[144] Clorox Company SEC Filing
Clorox Company (CLX) Form 144 notice reports a proposed sale of 15,041 shares of Common stock through UBS Financial Services on the NYSE with an aggregate market value of $1,861,847.74. The filing shows the shares were acquired and are proposed to be sold on 09/04/2025 following an employee stock option exercise paid in cash. The filer states there have been no securities sold by the account in the past three months and affirms no undisclosed material adverse information is known. The form is a routine Rule 144 notice documenting the intended compliant sale.
- Regulatory compliance: The filer disclosed the proposed sale under Rule 144, naming the broker and exchange and providing acquisition details
- Clarity of transaction: The filing specifies the acquisition method (employee stock option exercise), payment method (cash), and identical acquisition and proposed sale date
- None.
Insights
TL;DR: Routine Rule 144 sale disclosed; 15,041 shares worth $1.86M were acquired by option exercise and are being offered through UBS.
The filing documents a standard Rule 144 notice for an insider or other restricted holder following an employee stock option exercise on the same date as the proposed sale. It provides key mechanics: broker (UBS), exchange (NYSE), number of shares (15,041), and aggregate market value ($1,861,847.74). No prior sales in the past three months are reported. The disclosure fulfills regulatory requirements and gives market participants visibility into a near-term potential sale of company stock.
TL;DR: Compliance-focused filing showing adherence to Rule 144 sale-notice obligations after exercise of employee options.
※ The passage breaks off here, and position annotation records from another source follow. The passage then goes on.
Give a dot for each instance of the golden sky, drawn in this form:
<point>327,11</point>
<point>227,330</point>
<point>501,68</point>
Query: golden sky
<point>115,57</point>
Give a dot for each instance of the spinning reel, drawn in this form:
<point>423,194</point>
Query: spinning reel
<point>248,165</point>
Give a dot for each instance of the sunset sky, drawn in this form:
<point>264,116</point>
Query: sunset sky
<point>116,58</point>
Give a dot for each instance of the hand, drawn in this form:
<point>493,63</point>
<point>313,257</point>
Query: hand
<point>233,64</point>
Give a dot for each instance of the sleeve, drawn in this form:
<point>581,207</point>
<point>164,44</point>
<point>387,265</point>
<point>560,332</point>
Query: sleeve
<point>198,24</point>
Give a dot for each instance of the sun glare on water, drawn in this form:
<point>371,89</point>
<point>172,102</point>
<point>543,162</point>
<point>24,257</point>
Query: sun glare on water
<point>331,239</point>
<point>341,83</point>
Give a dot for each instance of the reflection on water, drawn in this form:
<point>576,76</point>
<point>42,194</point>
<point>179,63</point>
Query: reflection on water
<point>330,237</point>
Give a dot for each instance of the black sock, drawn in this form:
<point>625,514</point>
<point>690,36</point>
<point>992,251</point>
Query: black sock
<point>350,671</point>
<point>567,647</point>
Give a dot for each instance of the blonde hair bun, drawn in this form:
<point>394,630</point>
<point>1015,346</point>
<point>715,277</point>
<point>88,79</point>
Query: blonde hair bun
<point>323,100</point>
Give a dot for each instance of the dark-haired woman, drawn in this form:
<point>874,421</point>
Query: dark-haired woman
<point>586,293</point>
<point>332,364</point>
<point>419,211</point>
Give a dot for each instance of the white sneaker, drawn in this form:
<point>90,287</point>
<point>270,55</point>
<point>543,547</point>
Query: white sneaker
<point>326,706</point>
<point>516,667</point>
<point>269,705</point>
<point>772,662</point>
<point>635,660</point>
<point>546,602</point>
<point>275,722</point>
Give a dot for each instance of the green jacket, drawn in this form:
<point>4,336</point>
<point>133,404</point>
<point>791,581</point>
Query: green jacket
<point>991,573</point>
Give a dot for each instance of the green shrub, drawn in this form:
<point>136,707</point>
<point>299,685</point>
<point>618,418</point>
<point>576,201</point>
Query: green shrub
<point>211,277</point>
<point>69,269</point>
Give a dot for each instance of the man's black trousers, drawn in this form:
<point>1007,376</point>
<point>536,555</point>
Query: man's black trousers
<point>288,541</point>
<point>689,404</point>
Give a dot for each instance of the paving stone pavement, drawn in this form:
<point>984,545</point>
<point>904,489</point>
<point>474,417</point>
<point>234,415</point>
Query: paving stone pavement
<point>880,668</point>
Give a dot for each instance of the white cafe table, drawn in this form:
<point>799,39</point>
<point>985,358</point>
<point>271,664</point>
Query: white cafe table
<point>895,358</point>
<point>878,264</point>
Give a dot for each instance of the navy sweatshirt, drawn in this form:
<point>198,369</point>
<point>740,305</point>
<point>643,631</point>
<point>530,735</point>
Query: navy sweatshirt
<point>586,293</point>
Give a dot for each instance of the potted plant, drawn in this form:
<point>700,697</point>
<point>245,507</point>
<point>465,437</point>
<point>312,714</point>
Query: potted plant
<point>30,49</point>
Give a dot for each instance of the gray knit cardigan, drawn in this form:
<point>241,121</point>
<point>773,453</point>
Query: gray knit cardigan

The notice indicates the filer complied with procedural conditions by notifying the market via Form 144 and by representing no undisclosed material adverse information. The transaction is described as an employee stock option exercise with cash payment and immediate proposed sale through a named broker. The document contains no statements about trading plans or 10b5-1 arrangements and reports no other insider sales in the prior three months.